Claims of voter fraud are widespread. Here's one example:

> **“Probably over a million people voted twice 
in [the 2012 presidential] election.”**
>
> Dick Morris, in 2014 on Fox News

Voter fraud can take place in a number of ways, including tampering with voting machines, destroying ballots, and impersonating voters. Today, though, we're going to explore 
**double voting**, which occurs when a single person illegally casts more than one vote in an election.

To start, consider this fact:

> In the 1970 election, there were 141 individuals named "John Smith", and 27 pairs had exactly the same birthday.

Were there 27 fraduluent ballots in the 1970 election? Let's find out.

## The birthday problem

To begin answering this question, let's solve a similar problem: 

> In a room of 30 people, how likely is it that two people share exactly the same birthday? 
>
> You can assume that every person in the room was born in the same year.

To answer this question, we could use the following **algorithm**, or list of steps needed to solve a problem:
 > 1. We need a room of 30 people, and we need to know their birthdays.
 > 2. We need to check whether two people in that room share a birthday.
 > 3. We need to repeat steps 1 and 2 over and over.
 > 4. We need to figure out how often two or more people shared a birthday.

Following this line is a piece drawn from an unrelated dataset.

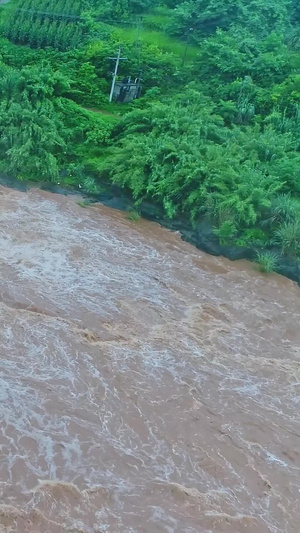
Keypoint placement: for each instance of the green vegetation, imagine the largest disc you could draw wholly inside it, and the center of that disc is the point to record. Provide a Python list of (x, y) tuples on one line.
[(215, 136), (267, 261)]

Unfortunately, we don't have the time (or money!) to recruit a couple thousand experimental subjects to come to Stanford, sit in a big room with 29 other people, and tell us their birthdays.

Instead, we must create a **simulation**, or a computer model that helps us recreate and study real-life phenomena. 

## The `sample` command

Here's the first step of our algorithm:

> We need a room of 30 people, and we need to know their birthdays.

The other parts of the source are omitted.